Without GC pauses, p99 and p999 latencies in ScyllaDB are bounded by hardware — disk I/O, network, and CPU — rather than by JVM collection cycles. Published benchmarks show ScyllaDB delivering 2x–5x better throughput than Cassandra with substantially lower tail latencies. A ScyllaDB cluster can be 10x smaller than an equivalent Cassandra deployment and still outperform it by 42%. The latency profile that Cassandra teams spend weeks tuning GC to approximate is ScyllaDB’s default operating mode.

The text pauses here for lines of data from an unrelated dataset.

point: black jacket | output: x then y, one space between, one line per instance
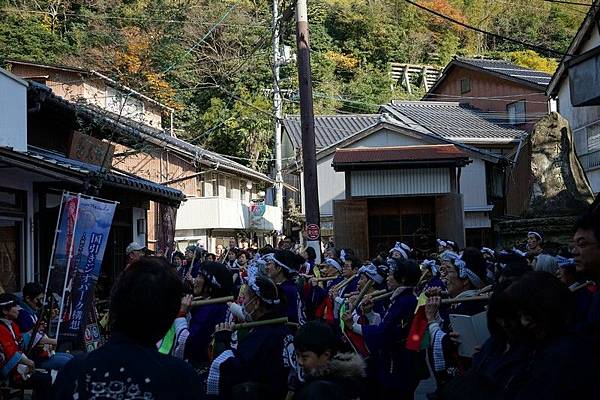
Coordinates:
124 369
340 379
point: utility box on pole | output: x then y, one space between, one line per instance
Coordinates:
307 122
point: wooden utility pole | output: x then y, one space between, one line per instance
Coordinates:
278 106
307 122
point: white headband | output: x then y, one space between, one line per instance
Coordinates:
401 248
535 234
464 272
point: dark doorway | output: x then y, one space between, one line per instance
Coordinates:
410 220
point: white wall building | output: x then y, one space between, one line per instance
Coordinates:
410 124
585 120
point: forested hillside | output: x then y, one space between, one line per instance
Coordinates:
210 59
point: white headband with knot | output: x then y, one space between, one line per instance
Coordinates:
372 273
401 248
464 272
488 251
271 258
430 264
332 263
252 274
532 233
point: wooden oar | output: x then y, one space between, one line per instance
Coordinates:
382 296
342 284
217 300
326 278
465 299
248 325
582 285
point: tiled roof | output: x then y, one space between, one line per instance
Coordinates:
330 129
509 70
423 153
454 121
139 132
45 160
575 48
136 128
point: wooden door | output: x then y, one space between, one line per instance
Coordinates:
350 226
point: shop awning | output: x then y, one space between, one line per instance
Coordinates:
430 156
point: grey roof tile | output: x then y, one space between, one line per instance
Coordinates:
114 177
454 121
509 69
137 130
330 129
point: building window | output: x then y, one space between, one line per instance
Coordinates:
516 112
200 186
465 85
593 137
243 190
210 185
228 187
13 207
124 104
220 184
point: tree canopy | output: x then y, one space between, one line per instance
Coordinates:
211 59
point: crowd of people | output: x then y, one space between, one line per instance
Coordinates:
271 323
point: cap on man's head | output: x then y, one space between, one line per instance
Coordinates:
134 246
7 300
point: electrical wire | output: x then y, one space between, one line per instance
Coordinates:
142 19
206 35
574 3
496 35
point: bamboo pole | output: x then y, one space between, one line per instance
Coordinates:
248 325
378 293
342 284
382 296
582 285
217 300
361 295
325 278
465 299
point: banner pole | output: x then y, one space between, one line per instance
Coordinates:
51 264
68 269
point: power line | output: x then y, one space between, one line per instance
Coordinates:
508 39
188 51
141 19
574 3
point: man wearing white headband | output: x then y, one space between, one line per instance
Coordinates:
281 267
400 250
462 281
534 243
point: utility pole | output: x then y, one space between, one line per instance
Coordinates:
307 122
278 107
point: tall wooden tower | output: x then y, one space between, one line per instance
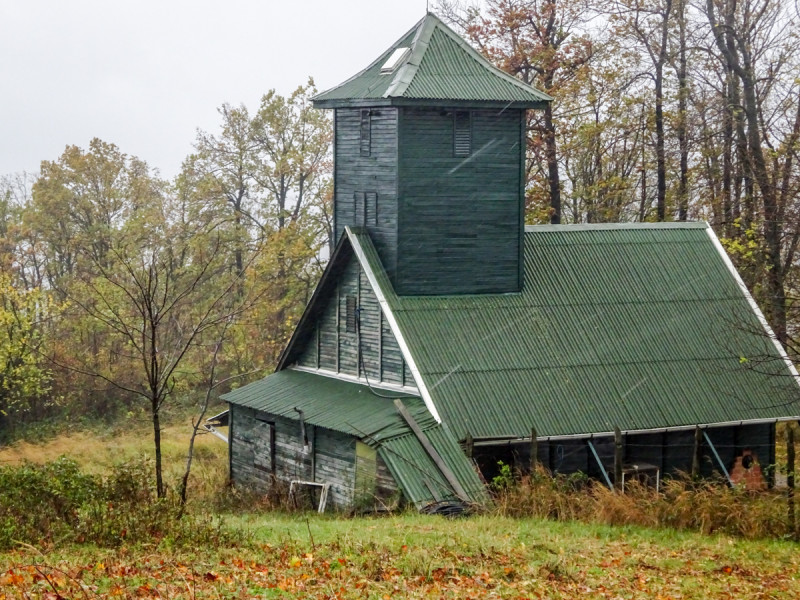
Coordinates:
429 156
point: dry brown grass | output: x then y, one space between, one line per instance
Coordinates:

No compaction-driven GC pressure

ScyllaDB’s compaction runs as a shard-local background operation using the Seastar task scheduler, which preempts compaction work to prioritize client-facing requests. Compaction does not create JVM heap objects and does not compete with reads and writes for GC headroom. ScyllaDB completes compaction 32x faster than Cassandra on equivalent hardware, and its Incremental Compaction Strategy (ICS) reduces space amplification without the write-amplification overhead of Cassandra’s Leveled Compaction Strategy.

Operational simplicity

Eliminating JVM tuning from cluster operations removes an entire category of production incident. Teams running ScyllaDB carry no ongoing engineering cost from heap sizing decisions, GC algorithm evaluation, New Generation tuning, off-heap memory configuration, or tombstone-driven GC diagnosis. ScyllaDB is API-compatible with Cassandra — existing applications, drivers, and tooling continue to work without modification.